Мустарид — это тот, кто преграждает тебе путь, он внушительного вида и прилично одет; и он делает вид, что умирает от стыда, но при этом боится, как бы его не заметил кто-нибудь из знакомых. Он смело останавливается перед тобою и заговаривает с тобой с большой таинственностью.
Мукаддис — это тот, кто хлопочет для покойника и собирает деньги на саван, или это тот, кто стоит на дороге, ведущей в Мекку, около павшего осла или около павшего верблюда, уверяя, что животное принадлежит ему и что гибель его помешала ему продолжать путь; он умеет говорить на языке хорасанцев, или йеменцев, или африканцев и хорошо знает тамошние города, дороги и жителей. Когда пожелает, он, может быть родом из Африки, а когда пожелает, он может быть жителем Ферганы, а когда пожелает, он даже может быть жителем какой хочешь области в Йемене.
Мукадди — назойливый нищий.
Каби — имя прилагательное от имени Убайй ибн Каб аль-Маусили, который в течение года был старшиною после Халавайхи над попрошайками, когда они находились около источника.
Закури — это хлеб, подаваемый в виде милостыни заключенным или нищим.

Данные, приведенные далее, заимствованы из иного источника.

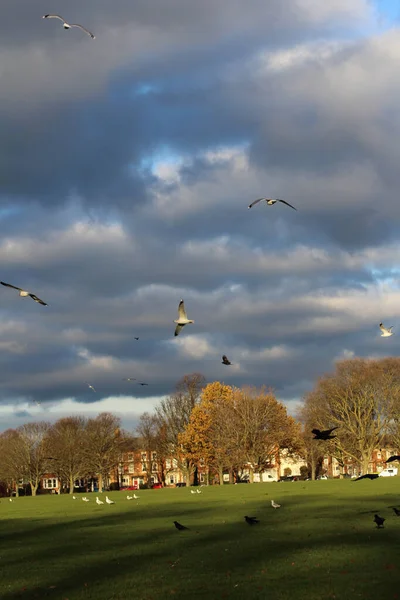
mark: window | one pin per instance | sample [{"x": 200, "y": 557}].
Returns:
[{"x": 50, "y": 483}]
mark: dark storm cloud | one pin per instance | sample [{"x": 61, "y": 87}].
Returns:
[{"x": 263, "y": 99}]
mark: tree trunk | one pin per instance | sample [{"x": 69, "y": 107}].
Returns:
[
  {"x": 251, "y": 478},
  {"x": 221, "y": 475}
]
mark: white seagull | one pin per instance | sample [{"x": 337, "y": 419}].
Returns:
[
  {"x": 270, "y": 202},
  {"x": 24, "y": 293},
  {"x": 69, "y": 25},
  {"x": 386, "y": 331},
  {"x": 182, "y": 319}
]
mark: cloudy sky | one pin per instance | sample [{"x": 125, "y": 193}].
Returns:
[{"x": 126, "y": 167}]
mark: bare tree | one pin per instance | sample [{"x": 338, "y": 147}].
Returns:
[
  {"x": 360, "y": 399},
  {"x": 173, "y": 415},
  {"x": 66, "y": 445},
  {"x": 29, "y": 449},
  {"x": 103, "y": 447}
]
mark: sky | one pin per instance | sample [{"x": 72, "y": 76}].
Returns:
[{"x": 127, "y": 164}]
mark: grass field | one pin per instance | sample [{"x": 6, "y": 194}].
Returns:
[{"x": 321, "y": 544}]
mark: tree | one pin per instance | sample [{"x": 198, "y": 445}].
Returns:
[
  {"x": 66, "y": 445},
  {"x": 173, "y": 415},
  {"x": 29, "y": 449},
  {"x": 103, "y": 447},
  {"x": 359, "y": 398},
  {"x": 12, "y": 469},
  {"x": 264, "y": 428}
]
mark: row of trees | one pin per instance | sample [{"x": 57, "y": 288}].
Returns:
[
  {"x": 221, "y": 428},
  {"x": 72, "y": 448}
]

Это объяснение того, что привел только Халавайхи. Число же разных попрошаек вдвое больше. Но не стоит дальше затруднять себя тем, что не имеет никакого отношения к книге.
РАЗНЫЕ ЗАБАВНЫЕ РАССКАЗЫ
Взял Яхья ибн Абдаллах ибн Халид ибн Умайя ибн Абдаллах ибн Халид ибн Усайд хлебец со своего стола и прикинул на руке его вес, в то время как гости ели, затем сказал:
— Утверждаю, что хлебцы у меня маленькие, но какой же сын блудницы сможет съесть пару таких хлебцев?
Сидели однажды я, Абу Исхак Ибрахим ибн Сайяр ан-Наззам, Кутруб-грамматист и Абу-ль-Фатх, воспитатель Мансура ибн Зияда, за столом такого-то, сына такого-то. Стол был из цветного мрамора, вся посуда была из полированного китайского фарфора или из дерева халандж из области Каймак, яства были приятны и вкусны, питательны и духовиты; каждый хлебец белел, подобно серебру, и блестел, подобно полной луне или чистому зеркалу, но хлебцев было ровно столько, сколько сидело душ за столом.
Гости уже доедали свои хлебцы, у каждого оставался лишь маленький кусочек; но хотя они еще не насытились настолько, чтобы прекратить еду, хлеба им не прибавляли, и они, держа руки на весу, пальцами отламывали от своего кусочка крошки и ели, макая их в блюде. Так продолжалось довольно долго, и вот хозяин подошел к Абу-ль-Фатху и указал на одну тонкую лепешку, лежавшую под миской, говоря:
— О Абу-ль-Фатх, возьми этот хлебец, порежь его на куски и раздели их среди наших друзей!